In 1942, as a 20-year-old underground courier, van de Perre identified herself to fellow prisoners and enemy persecutors alike as a non-Jew in order to help stay unnoticed. She dyed her hair blonde and relied on her gentile facial features, keeping up the ruse for almost three years in concentration camps. Though she was successful in her deception, she continuously risked her physical and mental health, coming close to death many times.
My Name is Selma provides a unique overview of what European Jews experienced between 1933 and 1946, from the perspective of a Jew in disguise, one whom, in 1983, received her country’s highest civilian award, the Dutch Resistance Memorial Cross. Some themes and observations from van de Perre’s odyssey will be familiar to readers of this genre, while others are entirely new.

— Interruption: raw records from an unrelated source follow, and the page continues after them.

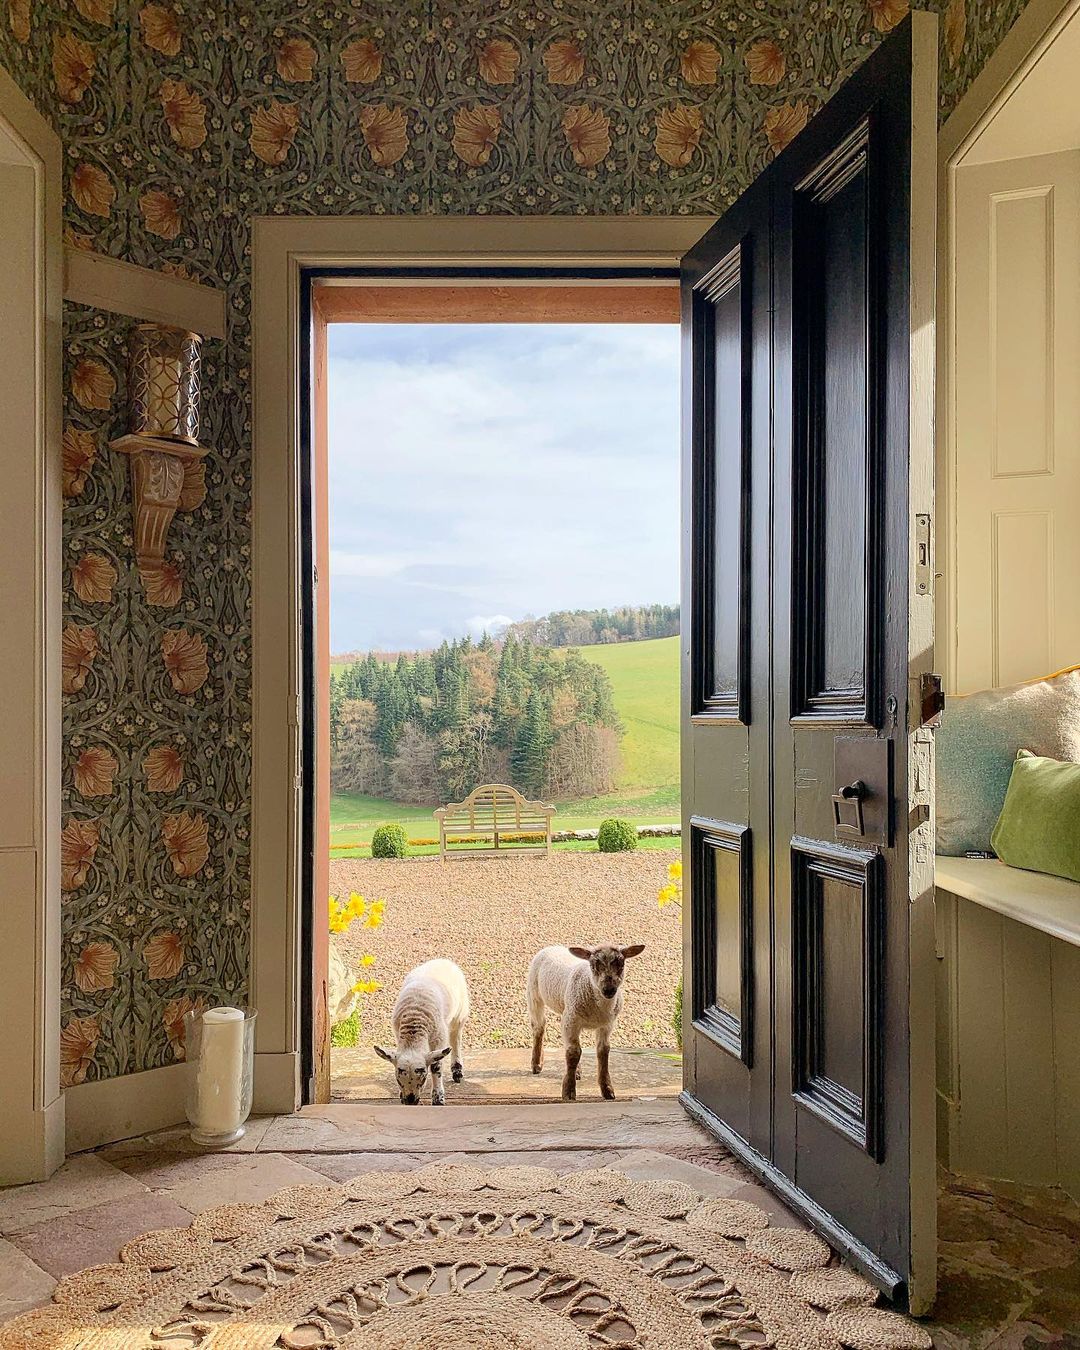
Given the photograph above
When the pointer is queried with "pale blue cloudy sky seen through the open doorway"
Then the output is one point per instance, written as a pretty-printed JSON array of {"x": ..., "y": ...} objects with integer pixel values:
[{"x": 488, "y": 472}]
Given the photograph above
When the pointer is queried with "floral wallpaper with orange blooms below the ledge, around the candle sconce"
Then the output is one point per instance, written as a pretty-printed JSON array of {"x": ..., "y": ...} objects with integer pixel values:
[{"x": 155, "y": 850}]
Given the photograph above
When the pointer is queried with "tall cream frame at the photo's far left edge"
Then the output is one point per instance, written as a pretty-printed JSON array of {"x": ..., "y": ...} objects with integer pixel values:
[{"x": 32, "y": 1145}]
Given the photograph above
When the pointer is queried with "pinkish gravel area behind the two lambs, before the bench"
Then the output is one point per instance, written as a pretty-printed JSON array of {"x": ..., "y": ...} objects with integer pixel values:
[{"x": 491, "y": 916}]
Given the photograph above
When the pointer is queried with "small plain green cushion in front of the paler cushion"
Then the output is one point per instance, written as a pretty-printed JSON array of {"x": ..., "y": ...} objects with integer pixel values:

Familiar, for example, is her salute to the ways non-Jewish resistors in Vught, Ravensbrück, and Siemens camps joined together as “Camp Sisters.” She writes, ”We supported each other. Community played such an important part in our survival. Our friends were our family.”
Van de Perre’s insights into the ways she resisted German interrogation are unique. For example, when first interrogated, she was asked if she understood German. “’No,’ [she] said. [She] could actually speak it quite well, but denying it was an act of resistance.” When required at Vught camp to make gas masks, “the girl opposite [her] told [her] [she] wasn’t to tighten the screw too much… In this way [they] sabotaged as many masks as [they] could. Thousands, probably.” On arriving from Vught into Ravensbrück, “despite the fear and uncertainty, [she] walked toward the camp with as much dignity as possible. Keeping [her] head up was another act of defiance.”

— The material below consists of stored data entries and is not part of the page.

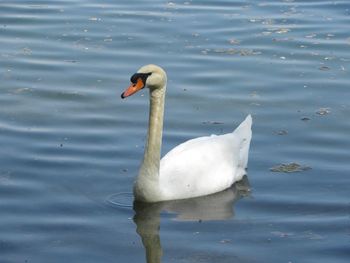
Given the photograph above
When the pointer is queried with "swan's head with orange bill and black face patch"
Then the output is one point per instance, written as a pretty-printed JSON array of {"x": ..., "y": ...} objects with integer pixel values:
[{"x": 150, "y": 76}]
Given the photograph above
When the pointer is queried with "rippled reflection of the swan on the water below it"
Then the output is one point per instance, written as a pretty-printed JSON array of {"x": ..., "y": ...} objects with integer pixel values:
[{"x": 219, "y": 206}]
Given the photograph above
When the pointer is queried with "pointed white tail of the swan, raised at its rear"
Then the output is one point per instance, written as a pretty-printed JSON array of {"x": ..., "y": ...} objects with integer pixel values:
[{"x": 244, "y": 133}]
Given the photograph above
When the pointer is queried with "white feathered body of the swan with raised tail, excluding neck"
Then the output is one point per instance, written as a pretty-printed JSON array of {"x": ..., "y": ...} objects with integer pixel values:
[{"x": 205, "y": 165}]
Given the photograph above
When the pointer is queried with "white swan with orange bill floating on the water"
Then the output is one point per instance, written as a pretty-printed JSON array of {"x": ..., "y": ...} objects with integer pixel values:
[{"x": 197, "y": 167}]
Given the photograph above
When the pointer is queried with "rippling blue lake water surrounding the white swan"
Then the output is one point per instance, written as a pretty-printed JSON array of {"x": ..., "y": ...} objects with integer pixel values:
[{"x": 69, "y": 144}]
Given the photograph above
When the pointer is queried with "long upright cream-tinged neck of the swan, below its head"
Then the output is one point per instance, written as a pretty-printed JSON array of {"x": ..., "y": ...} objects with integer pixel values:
[{"x": 151, "y": 159}]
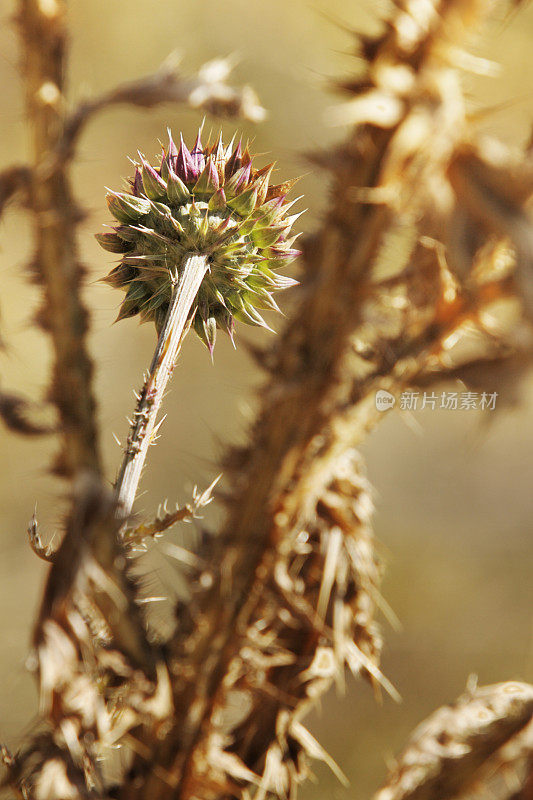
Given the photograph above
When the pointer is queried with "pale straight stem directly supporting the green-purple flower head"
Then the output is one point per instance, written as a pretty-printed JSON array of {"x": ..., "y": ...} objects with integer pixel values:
[{"x": 175, "y": 328}]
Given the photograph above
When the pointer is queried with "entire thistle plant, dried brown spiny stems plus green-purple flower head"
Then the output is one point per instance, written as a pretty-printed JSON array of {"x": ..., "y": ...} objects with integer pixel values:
[{"x": 426, "y": 236}]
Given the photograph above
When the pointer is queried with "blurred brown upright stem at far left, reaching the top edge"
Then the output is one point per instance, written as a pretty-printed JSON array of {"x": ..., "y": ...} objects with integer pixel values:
[{"x": 56, "y": 216}]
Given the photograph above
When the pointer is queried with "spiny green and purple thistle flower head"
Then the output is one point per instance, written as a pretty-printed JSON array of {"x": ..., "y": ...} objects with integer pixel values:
[{"x": 209, "y": 201}]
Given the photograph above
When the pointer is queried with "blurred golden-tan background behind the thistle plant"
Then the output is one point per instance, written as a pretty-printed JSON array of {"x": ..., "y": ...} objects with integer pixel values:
[{"x": 452, "y": 488}]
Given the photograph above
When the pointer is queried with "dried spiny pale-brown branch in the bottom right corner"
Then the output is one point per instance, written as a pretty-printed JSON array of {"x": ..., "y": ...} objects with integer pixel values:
[{"x": 457, "y": 751}]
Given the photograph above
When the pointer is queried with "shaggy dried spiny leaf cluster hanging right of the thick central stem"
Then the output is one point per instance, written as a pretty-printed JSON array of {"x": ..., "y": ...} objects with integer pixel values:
[{"x": 323, "y": 591}]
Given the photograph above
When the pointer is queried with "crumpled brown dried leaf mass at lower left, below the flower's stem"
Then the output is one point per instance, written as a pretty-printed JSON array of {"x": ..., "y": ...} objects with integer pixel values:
[{"x": 98, "y": 675}]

There is much to learn from this memoir of Jewish resistance. Now ninety-eight years old, Selma van de Perre humbly regards herself as, “just one of many people who fought against the inhumanity, and did everything they could to save as many people as possible.” Her book merits wide readership and long employ in the annals of Holocaust scholarship.
Professor Emeritus of Sociology, Professor Arthur B. Shostak is the author in 2017 of Stealth Altruism: Forbidden Care as Jewish Resistance in the Holocaust. Since his 2003 retirement from 43 years teaching sociology he has specialized in Holocaust studies.